RIYADH: Saudi Arabia plans to increase state spending by more than 7 percent in 2019, according to a budget released by the Finance Ministry on Tuesday.

Spending is projected to rise to 1.106 trillion riyals ($295 billion) next year, up from an actual 1.030 trillion riyals this year, Saudi state television quoted the budget as saying.

The move is seen as an effort to boost economic growth, which has been hurt by low oil prices, which have plummeted more than 30 percent since October. 

“We believe that the 2019 fiscal budget will be focusing on supporting economic activity – investment and wider,” Monica Malik, chief economist at Abu Dhabi Commercial Bank (ADCB), told Arab News. 

“The continuation of the handout package will be positive for household consumption by nationals. We expect to see some overall fiscal loosening in 2019, which should support a further gradual pickup in real non-oil GDP growth.”

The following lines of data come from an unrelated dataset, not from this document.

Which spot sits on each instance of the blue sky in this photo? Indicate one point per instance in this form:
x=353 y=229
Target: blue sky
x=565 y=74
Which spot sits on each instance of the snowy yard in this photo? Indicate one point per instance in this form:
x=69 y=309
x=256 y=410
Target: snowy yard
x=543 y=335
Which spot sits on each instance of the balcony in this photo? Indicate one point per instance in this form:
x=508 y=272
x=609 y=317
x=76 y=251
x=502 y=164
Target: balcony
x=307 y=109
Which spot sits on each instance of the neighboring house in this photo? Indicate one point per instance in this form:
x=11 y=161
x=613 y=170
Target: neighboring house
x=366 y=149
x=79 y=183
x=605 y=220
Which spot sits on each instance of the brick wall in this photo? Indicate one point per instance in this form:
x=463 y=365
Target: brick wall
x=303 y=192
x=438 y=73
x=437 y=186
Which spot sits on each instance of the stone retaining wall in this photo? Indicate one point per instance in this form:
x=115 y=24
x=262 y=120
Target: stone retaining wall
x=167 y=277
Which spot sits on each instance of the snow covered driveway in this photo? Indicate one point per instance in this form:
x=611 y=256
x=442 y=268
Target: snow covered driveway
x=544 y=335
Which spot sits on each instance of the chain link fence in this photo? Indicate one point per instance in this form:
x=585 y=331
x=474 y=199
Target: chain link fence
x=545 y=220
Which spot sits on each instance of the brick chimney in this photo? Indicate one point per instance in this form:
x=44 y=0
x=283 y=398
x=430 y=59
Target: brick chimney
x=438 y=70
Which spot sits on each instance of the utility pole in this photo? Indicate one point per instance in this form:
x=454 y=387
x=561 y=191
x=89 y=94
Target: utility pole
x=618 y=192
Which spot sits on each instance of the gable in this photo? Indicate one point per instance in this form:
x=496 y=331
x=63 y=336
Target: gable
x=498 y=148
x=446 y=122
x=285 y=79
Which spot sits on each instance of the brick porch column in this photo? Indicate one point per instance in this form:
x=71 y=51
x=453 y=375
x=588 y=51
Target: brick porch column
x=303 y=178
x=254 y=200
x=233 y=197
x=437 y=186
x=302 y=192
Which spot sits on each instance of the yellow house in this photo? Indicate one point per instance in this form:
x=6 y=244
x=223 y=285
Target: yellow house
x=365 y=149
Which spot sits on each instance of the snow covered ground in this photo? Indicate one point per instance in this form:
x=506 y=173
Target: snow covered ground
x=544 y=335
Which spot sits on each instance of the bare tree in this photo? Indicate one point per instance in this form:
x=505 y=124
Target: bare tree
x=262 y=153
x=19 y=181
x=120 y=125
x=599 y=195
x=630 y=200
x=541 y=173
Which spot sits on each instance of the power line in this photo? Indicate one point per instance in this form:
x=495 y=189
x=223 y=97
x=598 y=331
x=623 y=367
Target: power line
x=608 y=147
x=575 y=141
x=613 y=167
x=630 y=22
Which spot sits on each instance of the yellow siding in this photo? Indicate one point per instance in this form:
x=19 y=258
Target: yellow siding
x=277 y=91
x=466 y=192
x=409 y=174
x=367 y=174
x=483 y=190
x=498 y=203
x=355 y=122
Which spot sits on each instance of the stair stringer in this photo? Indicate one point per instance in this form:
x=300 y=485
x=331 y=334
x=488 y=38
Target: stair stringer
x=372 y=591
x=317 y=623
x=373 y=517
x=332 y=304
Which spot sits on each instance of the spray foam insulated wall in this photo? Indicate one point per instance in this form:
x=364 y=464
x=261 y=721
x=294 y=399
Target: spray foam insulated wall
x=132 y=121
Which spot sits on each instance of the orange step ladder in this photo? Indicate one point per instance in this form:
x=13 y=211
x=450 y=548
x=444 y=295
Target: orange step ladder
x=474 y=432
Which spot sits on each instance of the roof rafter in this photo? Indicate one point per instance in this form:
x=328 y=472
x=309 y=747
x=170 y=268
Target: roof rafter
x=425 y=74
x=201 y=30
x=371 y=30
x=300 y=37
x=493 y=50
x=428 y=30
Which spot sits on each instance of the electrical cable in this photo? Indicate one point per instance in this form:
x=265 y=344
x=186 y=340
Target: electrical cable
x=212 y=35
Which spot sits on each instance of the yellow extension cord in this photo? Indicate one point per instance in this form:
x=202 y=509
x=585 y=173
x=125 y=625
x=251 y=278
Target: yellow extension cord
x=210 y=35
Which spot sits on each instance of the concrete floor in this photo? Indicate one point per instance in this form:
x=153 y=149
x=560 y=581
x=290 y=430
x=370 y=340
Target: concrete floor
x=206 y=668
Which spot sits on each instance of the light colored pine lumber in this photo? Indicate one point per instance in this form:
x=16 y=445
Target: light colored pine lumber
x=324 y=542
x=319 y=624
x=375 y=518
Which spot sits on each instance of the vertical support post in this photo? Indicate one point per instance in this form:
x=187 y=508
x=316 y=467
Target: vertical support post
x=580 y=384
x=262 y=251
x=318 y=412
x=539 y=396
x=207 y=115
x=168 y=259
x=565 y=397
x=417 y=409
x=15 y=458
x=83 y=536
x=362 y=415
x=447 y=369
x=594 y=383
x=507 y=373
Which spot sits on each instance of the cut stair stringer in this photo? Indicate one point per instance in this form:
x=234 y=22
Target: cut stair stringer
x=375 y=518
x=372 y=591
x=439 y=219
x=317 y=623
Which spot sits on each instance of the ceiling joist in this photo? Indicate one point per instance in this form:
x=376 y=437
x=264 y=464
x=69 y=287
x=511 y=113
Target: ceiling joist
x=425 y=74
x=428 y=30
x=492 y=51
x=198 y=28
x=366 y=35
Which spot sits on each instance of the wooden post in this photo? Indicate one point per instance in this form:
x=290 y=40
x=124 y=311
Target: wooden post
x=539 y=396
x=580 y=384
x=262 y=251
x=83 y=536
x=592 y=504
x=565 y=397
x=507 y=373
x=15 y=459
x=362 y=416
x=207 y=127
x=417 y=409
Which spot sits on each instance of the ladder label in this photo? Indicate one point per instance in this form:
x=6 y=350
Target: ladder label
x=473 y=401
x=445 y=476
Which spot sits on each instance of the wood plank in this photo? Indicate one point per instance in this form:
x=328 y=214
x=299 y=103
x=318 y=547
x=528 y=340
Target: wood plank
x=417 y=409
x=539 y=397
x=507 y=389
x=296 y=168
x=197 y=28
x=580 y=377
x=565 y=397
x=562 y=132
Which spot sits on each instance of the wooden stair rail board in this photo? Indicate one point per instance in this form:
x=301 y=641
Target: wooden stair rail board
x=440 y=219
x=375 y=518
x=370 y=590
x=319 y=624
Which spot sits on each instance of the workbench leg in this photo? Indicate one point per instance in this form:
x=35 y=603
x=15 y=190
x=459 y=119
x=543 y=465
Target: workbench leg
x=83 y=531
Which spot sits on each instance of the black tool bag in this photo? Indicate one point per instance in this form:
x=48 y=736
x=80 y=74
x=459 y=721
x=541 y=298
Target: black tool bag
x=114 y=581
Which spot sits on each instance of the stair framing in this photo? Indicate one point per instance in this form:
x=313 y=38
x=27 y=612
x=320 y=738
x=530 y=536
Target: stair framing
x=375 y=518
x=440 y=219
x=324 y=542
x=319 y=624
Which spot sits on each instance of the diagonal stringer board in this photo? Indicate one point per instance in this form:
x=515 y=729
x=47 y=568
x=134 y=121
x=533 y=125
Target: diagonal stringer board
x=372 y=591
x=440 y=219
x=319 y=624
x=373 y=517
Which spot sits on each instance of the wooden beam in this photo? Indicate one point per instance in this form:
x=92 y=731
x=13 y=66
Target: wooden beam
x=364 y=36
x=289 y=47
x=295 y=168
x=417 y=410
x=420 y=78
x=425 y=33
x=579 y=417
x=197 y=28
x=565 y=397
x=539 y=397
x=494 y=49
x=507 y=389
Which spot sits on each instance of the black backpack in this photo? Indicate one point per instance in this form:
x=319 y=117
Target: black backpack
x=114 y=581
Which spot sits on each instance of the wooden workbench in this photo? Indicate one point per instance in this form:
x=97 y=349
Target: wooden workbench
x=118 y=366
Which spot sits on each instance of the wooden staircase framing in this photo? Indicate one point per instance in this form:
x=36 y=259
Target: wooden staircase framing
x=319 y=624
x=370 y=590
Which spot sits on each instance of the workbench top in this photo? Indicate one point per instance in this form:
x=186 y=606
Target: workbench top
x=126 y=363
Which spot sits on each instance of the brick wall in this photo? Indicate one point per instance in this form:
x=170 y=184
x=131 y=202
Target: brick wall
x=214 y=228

Malik said the government spending projection in the 2019 budget is in line with earlier official indications. 

A pre-budget statement in September, the first of its kind in Saudi Arabia, predicted next year’s budget would be SR1.11 trillion.

The Kingdom has run a budget deficit since 2014 as a slump in oil prices lowered state income. Saudi Arabia aims to balance its budget by 2023.